The proposed $10 million recreational trail linking Le Mars and Sioux City has hit a major stumbling block over the issue of who would own the segment of the pathway in rural Plymouth County.

The private group of trail enthusiasts who have pledged to raise funds for the construction and future maintenance of the trail believe it would make the most sense for the Plymouth County Conversation Board to take ownership. But that five-member board, after a recent meeting, said they "couldn't commit to the project at this time."

"We are respectfully declining ownership and maintenance responsibilities," Conservation Board Director Nick Beeck said.

Beeck said he is drafting a letter to the PlyWood Trail Advisory Board, advising the group it should look for a different entity to own the trail. The letter will encourage the trail group not to delay the project in hopes the board's decision will change.

The conservation board's decision is tied to the chilly reception the trail issue has received from the Plymouth County Board of Supervisors, which approves the conservation board's budget.

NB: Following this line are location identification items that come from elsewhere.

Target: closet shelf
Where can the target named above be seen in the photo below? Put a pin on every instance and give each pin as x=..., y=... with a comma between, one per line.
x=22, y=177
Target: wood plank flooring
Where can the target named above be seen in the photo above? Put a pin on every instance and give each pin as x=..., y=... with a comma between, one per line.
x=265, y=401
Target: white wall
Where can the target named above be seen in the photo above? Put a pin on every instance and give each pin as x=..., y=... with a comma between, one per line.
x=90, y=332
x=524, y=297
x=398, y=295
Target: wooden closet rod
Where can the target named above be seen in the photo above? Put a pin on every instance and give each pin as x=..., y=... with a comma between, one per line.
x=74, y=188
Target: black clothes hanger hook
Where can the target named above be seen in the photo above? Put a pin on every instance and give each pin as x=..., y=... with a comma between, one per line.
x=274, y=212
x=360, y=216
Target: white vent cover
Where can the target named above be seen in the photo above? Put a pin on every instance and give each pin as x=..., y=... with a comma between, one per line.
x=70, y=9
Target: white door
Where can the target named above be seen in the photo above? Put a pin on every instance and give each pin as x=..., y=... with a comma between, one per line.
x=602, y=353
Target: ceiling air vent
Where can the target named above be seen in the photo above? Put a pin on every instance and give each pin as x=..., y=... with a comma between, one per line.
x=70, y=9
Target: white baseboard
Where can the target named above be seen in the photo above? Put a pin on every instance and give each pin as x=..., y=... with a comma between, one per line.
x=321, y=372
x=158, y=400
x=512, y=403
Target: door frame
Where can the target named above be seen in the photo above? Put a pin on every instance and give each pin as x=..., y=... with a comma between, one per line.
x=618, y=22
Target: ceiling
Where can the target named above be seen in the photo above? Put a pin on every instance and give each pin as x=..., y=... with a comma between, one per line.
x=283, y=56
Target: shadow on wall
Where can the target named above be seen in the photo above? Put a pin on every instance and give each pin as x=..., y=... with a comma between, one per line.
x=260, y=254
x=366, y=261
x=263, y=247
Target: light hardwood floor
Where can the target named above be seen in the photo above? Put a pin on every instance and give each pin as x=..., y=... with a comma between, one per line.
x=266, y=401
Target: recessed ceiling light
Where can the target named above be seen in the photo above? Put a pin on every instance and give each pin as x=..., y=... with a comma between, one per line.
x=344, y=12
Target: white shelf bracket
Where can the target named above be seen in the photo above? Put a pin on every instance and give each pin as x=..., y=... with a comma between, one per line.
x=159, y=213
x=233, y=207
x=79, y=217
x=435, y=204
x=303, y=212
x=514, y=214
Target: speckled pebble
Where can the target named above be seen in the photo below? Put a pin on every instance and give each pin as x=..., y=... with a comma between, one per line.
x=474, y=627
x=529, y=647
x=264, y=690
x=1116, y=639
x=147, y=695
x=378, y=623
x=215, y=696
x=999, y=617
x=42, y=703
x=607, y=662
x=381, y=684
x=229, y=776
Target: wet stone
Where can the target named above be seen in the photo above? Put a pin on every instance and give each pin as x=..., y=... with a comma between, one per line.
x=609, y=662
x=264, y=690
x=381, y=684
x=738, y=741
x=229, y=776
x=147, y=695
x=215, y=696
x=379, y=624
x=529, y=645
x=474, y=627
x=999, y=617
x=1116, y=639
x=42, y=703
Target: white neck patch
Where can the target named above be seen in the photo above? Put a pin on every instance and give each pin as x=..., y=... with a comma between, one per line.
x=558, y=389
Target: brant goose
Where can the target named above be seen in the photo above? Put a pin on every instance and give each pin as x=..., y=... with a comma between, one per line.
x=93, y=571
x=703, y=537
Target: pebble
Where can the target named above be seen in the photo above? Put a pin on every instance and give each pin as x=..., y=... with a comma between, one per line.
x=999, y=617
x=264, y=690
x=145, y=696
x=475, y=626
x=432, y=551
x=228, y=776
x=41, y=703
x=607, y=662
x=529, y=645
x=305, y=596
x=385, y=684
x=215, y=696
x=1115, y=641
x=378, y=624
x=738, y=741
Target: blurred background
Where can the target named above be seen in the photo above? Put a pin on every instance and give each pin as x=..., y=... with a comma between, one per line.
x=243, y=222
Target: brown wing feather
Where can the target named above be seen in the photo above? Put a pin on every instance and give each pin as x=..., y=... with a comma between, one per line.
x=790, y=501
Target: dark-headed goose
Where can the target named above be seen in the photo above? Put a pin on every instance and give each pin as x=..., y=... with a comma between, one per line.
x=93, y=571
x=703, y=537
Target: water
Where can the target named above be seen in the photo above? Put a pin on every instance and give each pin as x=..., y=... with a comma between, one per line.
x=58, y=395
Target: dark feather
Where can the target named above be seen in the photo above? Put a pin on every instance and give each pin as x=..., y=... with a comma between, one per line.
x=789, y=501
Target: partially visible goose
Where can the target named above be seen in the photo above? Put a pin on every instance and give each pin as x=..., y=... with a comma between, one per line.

In a November letter to the PlyWood Trail Board, the supervisors said they are "generally in favor of the project so long as no county property tax dollars are being requested for the construction and the maintenance of the trail."

In an interview last week, county supervisors chairman Don Kass, of rural Remsen, said the board is "not anti-bike trail," but contended only 2 percent of people are avid bicyclists. Kass said it is not fair for the county to use tax money to give to the county conservation board for maintenance costs, since some county residents living some distance from the trail will never use it or "never lay eyes on it."

Kass said the sole solution is for the PlyWood trail group to officially register as a non-profit entity, take ownership of the trail, and commit to assuming the full trail construction and subsequent maintenance costs.

"I admire the passion of the group...They are not being completely realistic on the upfront costs and the long-term costs of maintenance," Kass said.

While it is possible for the group to own the trail as a non-profit, PlyWood Trail board member Greg Grupp, a retired Sioux City banker who is also the chairman of the Iowa Natural Heritage Foundation Board, notes that from his review of trails in Iowa, it is not a best practice for private foundations to do so.

PlyWood Trail board member Jeff Stanley said a foundation could have fluidity in membership, and subsequent members might not keep the endeavor going. That's why he said ownership by a local governmental body in Plymouth County is essential.

"Without their support or partnership, it will be difficult to maintain this trail," Stanley said. "...I live and hope that the board of supervisors see the value in this trail and how we might bet partner in meeting their concerns."